Some of it’s probably timing. Some of it is wanting to look good. That said, I just went to the claw-eval site, and neither 4.7 nor 5.5 from oAI are listed on the benchmarks. So there’s also just the time from others to get benchmarking done and published.
Opus-4.6 was probably the best model so far before it got nerfed. 4.7 is nowhere near experience I had. In fact I stopped using it completely because more often than not its output is just dumber than local models.
Any info on pricing and latency?
Does anyone have experience with the Alibaba Cloud Model Studio?
I can't bring myself to use any model that trains or sends telemetry back to my country's primary competitor/adversary. I don't care how much money is saved.
That is understandable. Just don't do it. No need to announce it.
As somebody in Europe, uh, that doesn't leave many options.

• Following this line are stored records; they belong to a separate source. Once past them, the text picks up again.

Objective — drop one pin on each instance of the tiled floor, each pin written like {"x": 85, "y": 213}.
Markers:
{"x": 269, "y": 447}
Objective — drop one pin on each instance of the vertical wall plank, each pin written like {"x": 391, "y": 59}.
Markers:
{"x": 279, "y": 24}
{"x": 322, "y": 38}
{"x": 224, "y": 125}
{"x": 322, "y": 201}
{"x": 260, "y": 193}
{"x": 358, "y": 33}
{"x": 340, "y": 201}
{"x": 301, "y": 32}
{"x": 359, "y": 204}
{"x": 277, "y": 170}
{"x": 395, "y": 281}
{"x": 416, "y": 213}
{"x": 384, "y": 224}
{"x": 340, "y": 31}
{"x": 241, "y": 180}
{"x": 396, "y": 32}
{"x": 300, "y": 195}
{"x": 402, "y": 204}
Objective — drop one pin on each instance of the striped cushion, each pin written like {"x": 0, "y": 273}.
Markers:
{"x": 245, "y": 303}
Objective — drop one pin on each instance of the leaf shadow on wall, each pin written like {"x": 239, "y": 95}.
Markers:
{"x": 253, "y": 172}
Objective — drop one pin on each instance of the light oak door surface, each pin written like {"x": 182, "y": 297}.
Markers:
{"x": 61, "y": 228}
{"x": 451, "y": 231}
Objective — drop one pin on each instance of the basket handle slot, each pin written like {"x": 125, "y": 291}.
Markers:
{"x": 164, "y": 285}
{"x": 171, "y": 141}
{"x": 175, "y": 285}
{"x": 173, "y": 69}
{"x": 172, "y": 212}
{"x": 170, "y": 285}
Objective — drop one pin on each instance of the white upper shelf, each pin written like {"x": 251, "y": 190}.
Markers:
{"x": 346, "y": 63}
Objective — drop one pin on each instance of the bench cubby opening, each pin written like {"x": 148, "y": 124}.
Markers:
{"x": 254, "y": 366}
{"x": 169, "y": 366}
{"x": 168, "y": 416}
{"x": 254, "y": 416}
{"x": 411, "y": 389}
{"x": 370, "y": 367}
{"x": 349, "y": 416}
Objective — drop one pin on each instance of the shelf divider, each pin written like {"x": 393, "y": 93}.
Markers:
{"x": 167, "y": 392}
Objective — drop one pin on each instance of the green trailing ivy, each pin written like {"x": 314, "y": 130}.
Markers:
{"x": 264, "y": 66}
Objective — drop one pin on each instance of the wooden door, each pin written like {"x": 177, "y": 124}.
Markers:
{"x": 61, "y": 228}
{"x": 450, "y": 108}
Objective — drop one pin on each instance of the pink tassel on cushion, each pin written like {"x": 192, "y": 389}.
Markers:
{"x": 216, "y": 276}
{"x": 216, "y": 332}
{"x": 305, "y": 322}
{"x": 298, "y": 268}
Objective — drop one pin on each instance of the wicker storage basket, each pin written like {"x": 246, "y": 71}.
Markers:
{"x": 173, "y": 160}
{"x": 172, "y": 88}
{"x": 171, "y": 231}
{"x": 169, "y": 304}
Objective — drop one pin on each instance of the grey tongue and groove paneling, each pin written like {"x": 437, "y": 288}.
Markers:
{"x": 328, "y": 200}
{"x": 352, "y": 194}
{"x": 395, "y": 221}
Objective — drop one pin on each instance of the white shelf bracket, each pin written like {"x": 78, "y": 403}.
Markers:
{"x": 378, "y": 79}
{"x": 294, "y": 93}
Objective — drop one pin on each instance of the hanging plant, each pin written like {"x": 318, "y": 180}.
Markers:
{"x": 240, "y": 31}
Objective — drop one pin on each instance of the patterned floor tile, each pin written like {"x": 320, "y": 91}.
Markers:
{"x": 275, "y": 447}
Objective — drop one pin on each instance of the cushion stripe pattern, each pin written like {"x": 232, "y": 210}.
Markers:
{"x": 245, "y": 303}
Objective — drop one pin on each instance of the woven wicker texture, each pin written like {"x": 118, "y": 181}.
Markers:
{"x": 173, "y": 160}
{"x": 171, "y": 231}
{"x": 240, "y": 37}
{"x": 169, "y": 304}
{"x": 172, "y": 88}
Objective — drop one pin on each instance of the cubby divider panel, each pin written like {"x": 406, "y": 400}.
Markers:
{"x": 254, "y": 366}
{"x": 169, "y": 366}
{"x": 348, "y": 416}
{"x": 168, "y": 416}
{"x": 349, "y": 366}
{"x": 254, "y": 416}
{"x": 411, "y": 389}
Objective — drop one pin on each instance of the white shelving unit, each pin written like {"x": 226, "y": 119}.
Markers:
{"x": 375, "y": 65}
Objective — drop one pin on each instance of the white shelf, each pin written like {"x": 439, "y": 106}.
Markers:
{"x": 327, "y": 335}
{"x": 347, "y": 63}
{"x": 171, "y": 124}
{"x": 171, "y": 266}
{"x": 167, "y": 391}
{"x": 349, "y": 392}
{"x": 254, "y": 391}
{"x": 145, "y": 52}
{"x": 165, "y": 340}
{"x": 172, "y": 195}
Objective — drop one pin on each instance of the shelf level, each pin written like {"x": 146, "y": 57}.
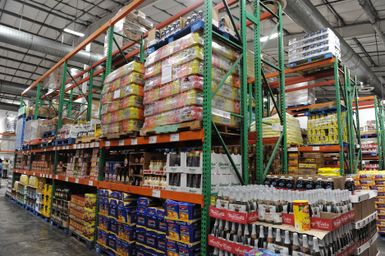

This is the current European modus operandi: virtue signal and cry about tech that other countries produce, pass local laws that limit its use in their countries even though they have no viable local alternatives, brag amongst themselves about decoupling from US and Chinese tech, and then look on wistfully as the rest of the world moves on without a single fuck given.
Europe is a market whose sense of superiority and important to external markets are assbackwards.
Can anyone check its knowledge base for me? I’m honestly not able to run it and the Qwen models I can run censor information critical towards the Chinese government.
Tiananmen Square is the first place to start.
> I’m honestly not able to run it
What do you mean? This is not self hosted, it's closed source. And any website that targets China or is hosted in China will probably censor Tiananmen Square.